Apparently any association, however tangential, with the Texas devil in the White House, is profoundly unacceptable to these clergy, who are very distressed by the Bush Administration's policies on the wars, Global Warming, and same-sex nuptials. (The United Methodist Church prohibits same-sex unions, but the same clergy do not like that either.) Bush has been a Methodist ever since he married Laura Bush at her Methodist church in Midland, Texas.
Meanwhile, the longtime association between another United Methodist school and Jimmy Carter has remained uncontroversial within the denomination, though the ex-president certainly is not.
Since 1982 Carter has been a professor at Emory University, which is owned by The United Methodist Church. Carter has called his decision to join Emory's faculty was "one of the best decisions I have made in my life." The Jimmy Carter Center, from which 14 advisory board members have resigned over Carter's anti-Israel book, is affiliated with Emory University.
Hostile bishops and clergy who oppose the Bush library and an affiliated Bush think tank have protested that Bush institutions will propagate nefarious "neoconservative" causes about spreading American power and democracy around the world.
But so far, no bishops and prominent clergy have questioned the church's ties to Jimmy Carter's think tank, with its own unique perspective on U.S. foreign policy. Not even the think tank's millions of dollars in donations from repressive Arab monarchies have raised any public eyebrows within the church, though surely those same dollars for a Bush library would be widely condemned.
Carter himself defended his latest controversial comparison of Israel with Apartheid South Africa while speaking at Glenn Memorial United Methodist Church on the campus of Emory University in Atlanta late last February. He received three standing ovations.
"This is the first time I have ever been called a liar or a plagiarist or an anti-Semite...or stupid," he dryly told a laughing audience of the furor surrounding his new book, Palestine: Peace Not Apartheid.

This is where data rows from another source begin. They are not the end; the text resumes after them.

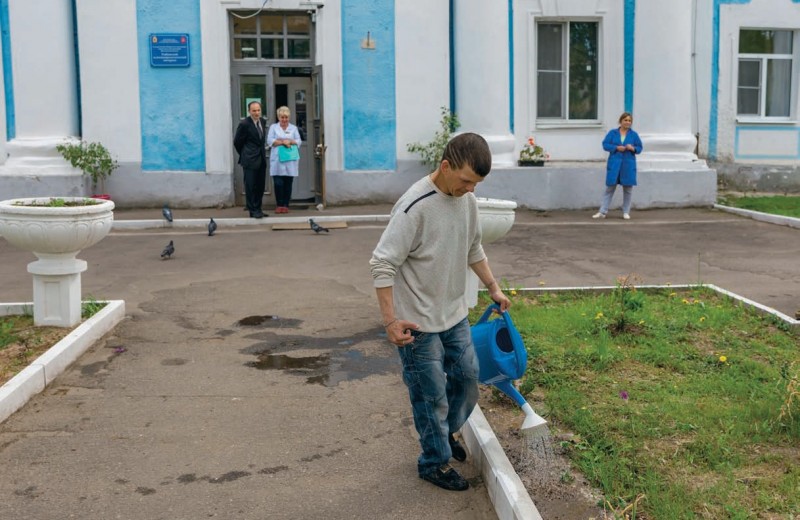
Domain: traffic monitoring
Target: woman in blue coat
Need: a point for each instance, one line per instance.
(622, 145)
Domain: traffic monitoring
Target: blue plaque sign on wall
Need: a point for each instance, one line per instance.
(169, 50)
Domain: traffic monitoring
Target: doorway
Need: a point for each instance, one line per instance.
(271, 62)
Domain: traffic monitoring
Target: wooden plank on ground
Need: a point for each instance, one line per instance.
(295, 226)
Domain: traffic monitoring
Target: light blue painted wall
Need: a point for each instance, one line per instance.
(8, 77)
(368, 86)
(630, 43)
(171, 99)
(713, 122)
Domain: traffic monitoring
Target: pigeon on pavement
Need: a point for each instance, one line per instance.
(316, 227)
(168, 251)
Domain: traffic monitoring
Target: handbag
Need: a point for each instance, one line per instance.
(288, 154)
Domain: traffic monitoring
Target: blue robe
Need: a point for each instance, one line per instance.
(621, 166)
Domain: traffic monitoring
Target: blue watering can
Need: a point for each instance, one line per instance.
(502, 359)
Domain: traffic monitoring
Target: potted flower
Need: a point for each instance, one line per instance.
(532, 154)
(56, 229)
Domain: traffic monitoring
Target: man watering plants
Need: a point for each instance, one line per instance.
(419, 270)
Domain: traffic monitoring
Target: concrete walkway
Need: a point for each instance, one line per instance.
(251, 379)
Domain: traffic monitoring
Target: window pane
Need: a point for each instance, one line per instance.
(583, 70)
(548, 52)
(299, 49)
(298, 25)
(271, 49)
(750, 73)
(778, 88)
(244, 26)
(549, 94)
(271, 24)
(244, 48)
(754, 41)
(747, 102)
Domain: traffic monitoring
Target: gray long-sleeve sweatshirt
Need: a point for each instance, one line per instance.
(424, 255)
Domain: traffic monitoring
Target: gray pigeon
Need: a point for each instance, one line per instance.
(316, 227)
(168, 251)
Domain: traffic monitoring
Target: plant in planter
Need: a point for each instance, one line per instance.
(532, 154)
(56, 229)
(432, 151)
(93, 159)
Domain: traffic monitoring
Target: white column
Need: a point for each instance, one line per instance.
(45, 81)
(481, 74)
(662, 111)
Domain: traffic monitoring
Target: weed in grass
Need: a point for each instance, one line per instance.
(7, 335)
(788, 206)
(693, 403)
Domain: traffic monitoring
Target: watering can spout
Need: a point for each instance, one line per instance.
(533, 422)
(502, 358)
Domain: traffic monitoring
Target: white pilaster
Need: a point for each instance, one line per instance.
(481, 75)
(662, 111)
(45, 81)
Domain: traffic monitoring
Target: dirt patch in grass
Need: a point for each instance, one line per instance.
(21, 343)
(559, 492)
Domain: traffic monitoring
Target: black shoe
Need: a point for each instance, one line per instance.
(459, 453)
(446, 478)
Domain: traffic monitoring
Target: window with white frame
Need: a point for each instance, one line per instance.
(272, 36)
(566, 70)
(765, 73)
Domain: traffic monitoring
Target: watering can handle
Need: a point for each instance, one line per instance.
(489, 311)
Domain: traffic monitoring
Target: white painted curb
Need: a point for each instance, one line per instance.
(44, 369)
(763, 217)
(509, 496)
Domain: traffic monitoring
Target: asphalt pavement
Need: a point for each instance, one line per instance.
(251, 380)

Carter explained that he had only started "primarily blaming Israel" after it fell under "conservative leaders," whose "covetousness or avarice was to take back from the Palestinians the West Bank."
Carter denied any bias against Israel, insisting that "our nation's overwhelming support of Jews comes from Christians, like me, who have been taught since childhood to honor and protect God's chosen people, from among whom came our own Savior." But in fact, Carter's sharp critiques of Israel, and uncritical eye towards Arab human rights abuses, mirror the perspective of the Religious Left, including United Methodist officials, rather than the Southern Baptist Convention to which he belonged until recent years.

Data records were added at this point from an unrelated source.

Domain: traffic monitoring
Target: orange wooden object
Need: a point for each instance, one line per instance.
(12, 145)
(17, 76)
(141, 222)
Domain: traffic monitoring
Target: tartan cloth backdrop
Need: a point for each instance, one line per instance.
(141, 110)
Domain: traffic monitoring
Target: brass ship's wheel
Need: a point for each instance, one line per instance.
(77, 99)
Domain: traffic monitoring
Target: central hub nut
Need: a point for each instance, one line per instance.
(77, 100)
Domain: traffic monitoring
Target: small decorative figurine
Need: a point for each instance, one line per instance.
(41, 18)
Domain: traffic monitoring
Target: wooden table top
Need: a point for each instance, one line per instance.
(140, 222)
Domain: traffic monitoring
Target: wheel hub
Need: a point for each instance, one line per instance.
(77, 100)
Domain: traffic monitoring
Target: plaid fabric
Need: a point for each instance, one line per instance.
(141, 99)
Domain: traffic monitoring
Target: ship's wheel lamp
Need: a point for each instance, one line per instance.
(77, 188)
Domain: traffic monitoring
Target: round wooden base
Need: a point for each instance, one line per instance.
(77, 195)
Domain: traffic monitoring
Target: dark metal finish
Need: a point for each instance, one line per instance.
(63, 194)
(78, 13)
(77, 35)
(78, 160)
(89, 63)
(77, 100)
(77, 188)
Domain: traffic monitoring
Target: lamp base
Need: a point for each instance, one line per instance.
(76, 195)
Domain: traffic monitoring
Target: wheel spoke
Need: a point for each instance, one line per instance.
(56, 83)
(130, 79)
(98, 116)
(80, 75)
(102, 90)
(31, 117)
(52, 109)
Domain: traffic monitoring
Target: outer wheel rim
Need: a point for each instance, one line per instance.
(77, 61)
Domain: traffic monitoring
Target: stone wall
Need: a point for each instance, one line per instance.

Having resigned from the Southern Baptists over its conservative policies, which include strong support for Israel, perhaps Carter should become a United Methodist, whose bishops and other elites share Carter's political biases. Carter has been a frequent speaker to seminary students at Emory's Candler School of Theology and to religion-related conferences at the Carter Center. In 1985, he received the World Methodist Peace Award in the Cannon Chapel at Emory. No doubt, Carter would not be as comfortable hanging out in most of today's Southern Baptist schools, which are not attuned to Carter's brand of Social Gospel.

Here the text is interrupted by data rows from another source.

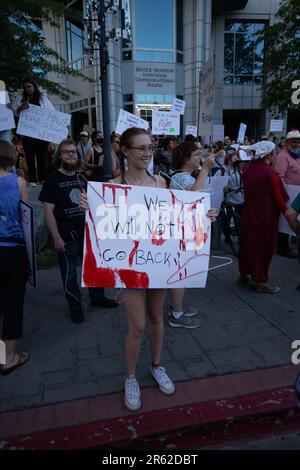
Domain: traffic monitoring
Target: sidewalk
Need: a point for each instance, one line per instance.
(241, 331)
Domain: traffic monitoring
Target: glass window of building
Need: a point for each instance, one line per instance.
(243, 53)
(179, 25)
(75, 41)
(126, 24)
(154, 22)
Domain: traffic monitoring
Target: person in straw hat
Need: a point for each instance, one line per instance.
(265, 198)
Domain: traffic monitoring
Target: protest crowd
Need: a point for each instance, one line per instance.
(258, 176)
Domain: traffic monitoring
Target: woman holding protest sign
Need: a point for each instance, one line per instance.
(186, 161)
(13, 258)
(136, 148)
(35, 149)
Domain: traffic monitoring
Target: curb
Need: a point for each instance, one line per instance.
(104, 421)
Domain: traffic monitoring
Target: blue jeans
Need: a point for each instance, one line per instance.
(68, 270)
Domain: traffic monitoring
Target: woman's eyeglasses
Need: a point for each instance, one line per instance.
(69, 152)
(144, 148)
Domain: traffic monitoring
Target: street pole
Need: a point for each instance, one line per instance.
(104, 90)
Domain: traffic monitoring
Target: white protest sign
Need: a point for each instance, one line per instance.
(43, 123)
(6, 118)
(191, 130)
(4, 97)
(218, 132)
(276, 125)
(27, 222)
(244, 156)
(205, 125)
(165, 123)
(127, 120)
(178, 106)
(242, 132)
(142, 237)
(283, 226)
(216, 185)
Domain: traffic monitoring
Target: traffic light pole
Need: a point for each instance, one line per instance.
(104, 90)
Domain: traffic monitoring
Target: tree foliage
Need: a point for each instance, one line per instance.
(282, 57)
(23, 48)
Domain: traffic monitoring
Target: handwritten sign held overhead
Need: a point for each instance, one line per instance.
(178, 106)
(191, 130)
(216, 185)
(127, 120)
(276, 125)
(283, 226)
(218, 132)
(43, 123)
(165, 123)
(6, 118)
(138, 237)
(242, 132)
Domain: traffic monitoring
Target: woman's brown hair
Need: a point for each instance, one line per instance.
(57, 156)
(182, 153)
(37, 95)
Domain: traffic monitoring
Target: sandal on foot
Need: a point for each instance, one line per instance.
(22, 359)
(266, 289)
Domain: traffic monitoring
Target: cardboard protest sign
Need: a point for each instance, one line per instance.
(207, 97)
(242, 132)
(6, 115)
(27, 223)
(276, 125)
(165, 123)
(191, 130)
(43, 123)
(6, 118)
(127, 120)
(218, 132)
(215, 185)
(283, 226)
(178, 106)
(142, 237)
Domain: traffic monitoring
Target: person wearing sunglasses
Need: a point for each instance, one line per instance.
(60, 195)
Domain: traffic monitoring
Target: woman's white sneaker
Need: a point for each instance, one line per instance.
(164, 382)
(132, 394)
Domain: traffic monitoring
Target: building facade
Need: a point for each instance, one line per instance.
(164, 47)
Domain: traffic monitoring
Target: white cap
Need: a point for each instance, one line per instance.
(261, 149)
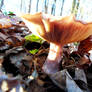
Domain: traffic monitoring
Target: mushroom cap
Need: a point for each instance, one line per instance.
(57, 30)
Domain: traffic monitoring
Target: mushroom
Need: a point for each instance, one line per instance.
(57, 31)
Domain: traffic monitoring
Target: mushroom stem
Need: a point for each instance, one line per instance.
(52, 62)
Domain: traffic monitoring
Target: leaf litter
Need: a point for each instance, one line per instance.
(22, 57)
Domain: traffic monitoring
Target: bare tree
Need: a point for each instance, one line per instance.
(62, 6)
(1, 4)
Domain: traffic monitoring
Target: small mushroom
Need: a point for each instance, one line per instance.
(57, 31)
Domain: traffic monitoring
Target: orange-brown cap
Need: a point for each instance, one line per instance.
(57, 29)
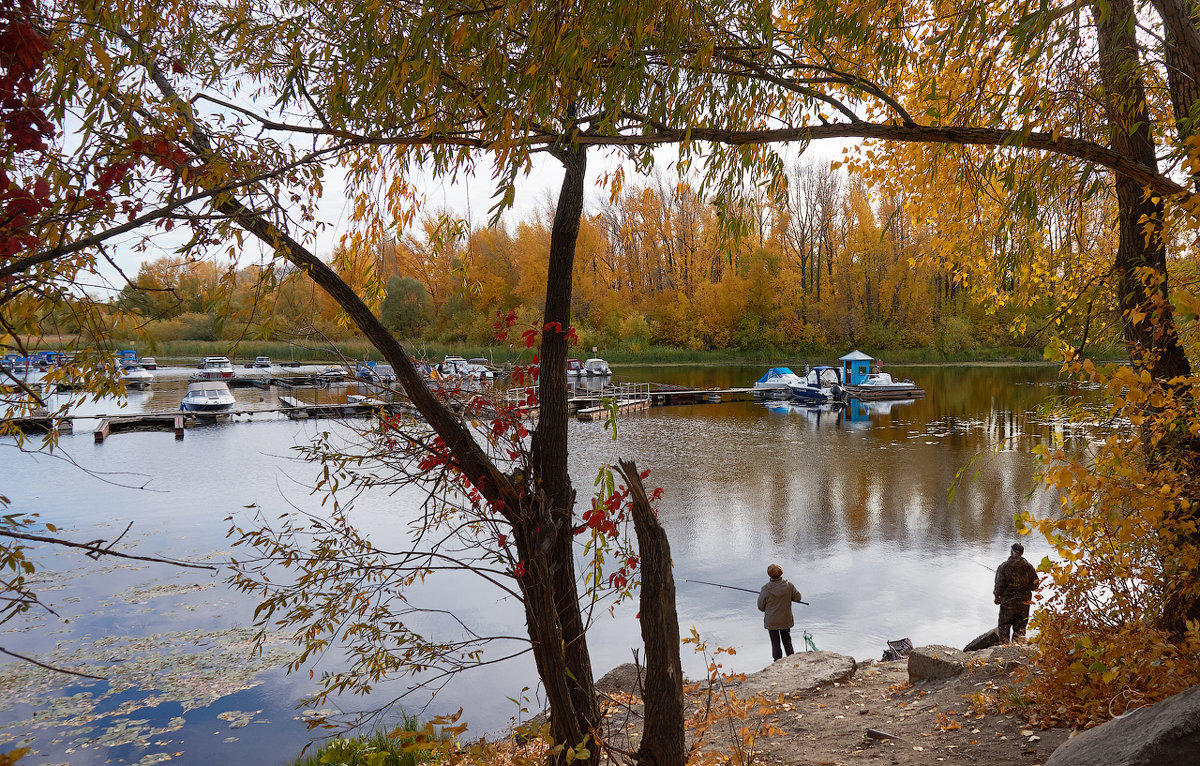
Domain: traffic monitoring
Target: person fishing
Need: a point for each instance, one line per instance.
(775, 602)
(1015, 581)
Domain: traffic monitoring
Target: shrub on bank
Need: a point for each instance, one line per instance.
(373, 749)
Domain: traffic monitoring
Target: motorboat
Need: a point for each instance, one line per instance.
(819, 384)
(461, 369)
(214, 369)
(862, 378)
(375, 373)
(208, 398)
(882, 386)
(331, 375)
(595, 367)
(775, 384)
(136, 376)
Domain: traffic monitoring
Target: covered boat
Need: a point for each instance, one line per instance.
(862, 379)
(777, 383)
(214, 369)
(207, 398)
(819, 384)
(595, 367)
(136, 376)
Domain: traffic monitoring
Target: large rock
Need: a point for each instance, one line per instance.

Retired United Methodist Bishop Kenneth Hicks, one of the prelates who demanded that Bush campaign donors on the SMU recuse themselves from the Bush Library decision, explained to Conservative News Service that he has "no problem" with the Carter Center, unlike the one he has with a Bush Library. "For one thing, I think the premise and the values of the Carter administration were of a higher order than this administration," he opined.
Social Gospel clergy, who emphasize left-wing political action over Christian doctrine, frequently admire the administration of Jimmy Carter, especially its infamous foreign policy. Often like the former president, they imagine that America (and Israel) has no enemies, only provoked victims, whose good will can be aroused by appeasement and apologies.
How appropriate for this sort of unreal foreign policy to receive approbation and praise on a church school campus, where abstract theories and good intentions are frequently prized more than reality. And how predictable that United Methodist bishops and clergy should object to any association with George W. Bush, despite his own 25 year membership in the denomination.
Mark Tooley directs the United Methodist committee at the Institute on Religion and Democracy in Washington, D.C.